The issue of how we reconcile the differences in emotional communication between clinical health professionals and managerial health professionals in order to develop systems that are optimal for patients is critical.  We must, when designing health delivery and care management systems, build them in ways that encourage the understanding of emotions in order to foster better decision making by all involved.  Unless the people on both the clinical and managerial sides of health care can come together and communicate well, the chance of developing better ways to build  structures and processes that encourage doctors, nurses, patients and families to work together for maximum effectiveness and efficiency is significantly hampered. 
In health care especially, the decisions that doctors, patients and families must make when someone is sick are perhaps more fraught with emotions than almost any other decisions.  Our management systems must reflect, acknowledge, and proactively address this reality.  These realities must be understood and used in the same way that objective data, both quantitative and qualitative is understood and used.  Failure to do so, whether in care management decisions or business decisions will result in poor results for the patient and the organization. 

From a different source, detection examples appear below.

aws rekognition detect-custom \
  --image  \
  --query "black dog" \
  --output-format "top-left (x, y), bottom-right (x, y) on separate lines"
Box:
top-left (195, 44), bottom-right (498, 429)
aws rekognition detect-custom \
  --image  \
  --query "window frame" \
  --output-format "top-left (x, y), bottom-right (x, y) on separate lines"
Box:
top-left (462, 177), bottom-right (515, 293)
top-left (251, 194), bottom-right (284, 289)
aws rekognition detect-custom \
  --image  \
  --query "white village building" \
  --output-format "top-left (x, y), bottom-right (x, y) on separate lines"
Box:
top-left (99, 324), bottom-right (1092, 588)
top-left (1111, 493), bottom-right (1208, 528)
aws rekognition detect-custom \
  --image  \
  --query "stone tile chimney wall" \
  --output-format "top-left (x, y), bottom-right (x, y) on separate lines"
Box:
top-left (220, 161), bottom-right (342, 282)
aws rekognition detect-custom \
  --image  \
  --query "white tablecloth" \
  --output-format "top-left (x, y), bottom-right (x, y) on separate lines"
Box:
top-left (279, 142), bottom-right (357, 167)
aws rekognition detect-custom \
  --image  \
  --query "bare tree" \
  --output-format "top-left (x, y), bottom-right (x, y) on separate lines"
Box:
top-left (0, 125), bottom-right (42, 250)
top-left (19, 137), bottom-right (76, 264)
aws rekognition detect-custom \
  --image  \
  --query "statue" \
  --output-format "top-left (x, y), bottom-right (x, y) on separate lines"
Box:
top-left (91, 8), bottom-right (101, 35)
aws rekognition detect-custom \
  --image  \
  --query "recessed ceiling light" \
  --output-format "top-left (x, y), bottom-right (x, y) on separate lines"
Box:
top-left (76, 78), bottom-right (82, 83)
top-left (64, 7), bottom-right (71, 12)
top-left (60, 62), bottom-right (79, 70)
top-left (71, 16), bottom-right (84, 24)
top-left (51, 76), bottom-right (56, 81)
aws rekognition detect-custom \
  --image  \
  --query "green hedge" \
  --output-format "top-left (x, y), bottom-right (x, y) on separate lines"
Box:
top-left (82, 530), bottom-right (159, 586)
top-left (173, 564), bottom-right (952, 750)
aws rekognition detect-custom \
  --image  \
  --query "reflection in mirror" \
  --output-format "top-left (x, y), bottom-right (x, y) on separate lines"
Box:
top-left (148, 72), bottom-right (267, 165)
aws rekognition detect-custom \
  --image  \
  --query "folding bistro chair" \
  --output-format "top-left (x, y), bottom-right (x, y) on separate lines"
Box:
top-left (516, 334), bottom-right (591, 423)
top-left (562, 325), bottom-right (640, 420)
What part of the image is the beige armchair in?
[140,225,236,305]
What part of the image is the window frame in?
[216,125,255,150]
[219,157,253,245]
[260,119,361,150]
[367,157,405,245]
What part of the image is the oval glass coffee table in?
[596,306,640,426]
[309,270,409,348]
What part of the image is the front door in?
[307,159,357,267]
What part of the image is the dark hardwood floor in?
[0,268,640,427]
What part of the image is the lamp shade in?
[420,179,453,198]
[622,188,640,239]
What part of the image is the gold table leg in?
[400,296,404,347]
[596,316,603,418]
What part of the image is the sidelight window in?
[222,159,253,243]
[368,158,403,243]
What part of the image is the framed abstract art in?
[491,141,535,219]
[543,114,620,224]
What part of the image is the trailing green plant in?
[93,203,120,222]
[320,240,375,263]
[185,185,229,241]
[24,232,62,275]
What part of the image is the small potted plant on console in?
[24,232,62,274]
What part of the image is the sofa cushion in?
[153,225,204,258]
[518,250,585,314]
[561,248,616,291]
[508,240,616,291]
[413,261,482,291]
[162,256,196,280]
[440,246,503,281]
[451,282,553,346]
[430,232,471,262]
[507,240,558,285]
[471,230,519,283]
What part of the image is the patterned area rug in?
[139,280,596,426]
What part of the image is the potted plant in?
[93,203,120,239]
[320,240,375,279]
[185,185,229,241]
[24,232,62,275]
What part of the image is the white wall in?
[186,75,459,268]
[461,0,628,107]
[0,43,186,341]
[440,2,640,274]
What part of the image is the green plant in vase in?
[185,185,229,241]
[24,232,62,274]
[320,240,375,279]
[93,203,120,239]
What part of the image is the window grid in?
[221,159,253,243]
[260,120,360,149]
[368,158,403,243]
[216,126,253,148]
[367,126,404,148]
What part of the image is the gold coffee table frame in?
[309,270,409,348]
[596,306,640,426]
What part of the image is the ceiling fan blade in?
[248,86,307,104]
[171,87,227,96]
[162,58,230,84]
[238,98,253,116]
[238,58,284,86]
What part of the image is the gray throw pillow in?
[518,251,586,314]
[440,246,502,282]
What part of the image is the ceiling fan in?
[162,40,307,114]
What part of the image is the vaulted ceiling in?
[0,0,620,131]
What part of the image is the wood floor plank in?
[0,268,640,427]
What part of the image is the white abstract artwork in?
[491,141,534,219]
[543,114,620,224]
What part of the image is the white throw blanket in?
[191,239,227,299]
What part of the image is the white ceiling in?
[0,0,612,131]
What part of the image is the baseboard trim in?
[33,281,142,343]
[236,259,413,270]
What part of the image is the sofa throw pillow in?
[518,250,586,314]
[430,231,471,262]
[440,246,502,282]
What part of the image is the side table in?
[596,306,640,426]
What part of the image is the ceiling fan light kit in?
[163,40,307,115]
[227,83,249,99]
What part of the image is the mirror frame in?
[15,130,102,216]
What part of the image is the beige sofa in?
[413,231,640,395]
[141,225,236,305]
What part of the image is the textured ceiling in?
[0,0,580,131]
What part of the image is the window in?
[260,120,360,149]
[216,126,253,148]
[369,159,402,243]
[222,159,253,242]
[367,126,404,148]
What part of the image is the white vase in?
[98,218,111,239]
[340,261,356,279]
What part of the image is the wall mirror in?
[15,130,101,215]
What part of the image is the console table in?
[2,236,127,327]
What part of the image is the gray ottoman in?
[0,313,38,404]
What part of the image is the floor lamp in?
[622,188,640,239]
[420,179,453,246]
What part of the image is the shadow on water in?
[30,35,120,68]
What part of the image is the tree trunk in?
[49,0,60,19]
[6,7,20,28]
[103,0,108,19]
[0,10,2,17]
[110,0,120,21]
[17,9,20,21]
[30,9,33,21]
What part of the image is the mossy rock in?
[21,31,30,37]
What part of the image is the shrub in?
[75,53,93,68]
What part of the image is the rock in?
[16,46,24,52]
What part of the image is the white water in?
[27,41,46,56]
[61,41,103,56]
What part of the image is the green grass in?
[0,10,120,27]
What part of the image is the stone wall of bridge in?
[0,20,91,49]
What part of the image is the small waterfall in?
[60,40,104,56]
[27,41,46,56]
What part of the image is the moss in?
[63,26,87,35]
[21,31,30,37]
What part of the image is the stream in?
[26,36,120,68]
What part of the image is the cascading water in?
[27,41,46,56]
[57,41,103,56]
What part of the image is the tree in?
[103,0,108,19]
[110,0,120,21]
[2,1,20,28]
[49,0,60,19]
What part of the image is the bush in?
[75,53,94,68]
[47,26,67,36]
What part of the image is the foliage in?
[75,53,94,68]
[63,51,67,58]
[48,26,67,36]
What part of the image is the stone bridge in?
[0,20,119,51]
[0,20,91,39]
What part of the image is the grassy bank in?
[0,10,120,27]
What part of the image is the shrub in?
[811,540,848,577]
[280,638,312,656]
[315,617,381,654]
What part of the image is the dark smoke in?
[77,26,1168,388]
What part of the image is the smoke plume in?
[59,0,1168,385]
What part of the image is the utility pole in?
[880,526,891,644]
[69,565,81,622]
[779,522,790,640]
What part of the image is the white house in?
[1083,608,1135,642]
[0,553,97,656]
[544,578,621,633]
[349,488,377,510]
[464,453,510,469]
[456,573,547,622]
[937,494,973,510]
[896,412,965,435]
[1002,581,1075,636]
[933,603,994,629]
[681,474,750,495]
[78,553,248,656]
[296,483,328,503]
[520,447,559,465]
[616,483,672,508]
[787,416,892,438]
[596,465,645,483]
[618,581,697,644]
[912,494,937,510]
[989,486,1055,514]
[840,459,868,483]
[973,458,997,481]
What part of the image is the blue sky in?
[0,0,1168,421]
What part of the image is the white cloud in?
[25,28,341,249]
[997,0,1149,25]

At Accolade, we take an approach which involves acknowledging the emotions, understanding them and then either attempting to encourage them, minimize their impact, or direct them in a more useful way.  Internally, as a company combining smart people from the clinical and business worlds, we constantly work to understand the different emotional communication styles that all of our dedicated professionals bring to the table.  In the same vein, for care delivery systems, equal focus on the providers’ emotions while working with patients is also critical.  As Winter says, “our emotions are more rational than we think” and in health care, we must bring the same rigor to their evaluation, study and to the impact they make on medical decisions as we do for staging and treatment of cancers and other diseases.  We are human.  Emotions are part of the human condition.  Let’s stop making believe they are not important or not relevant to care and to good management and address them constructively.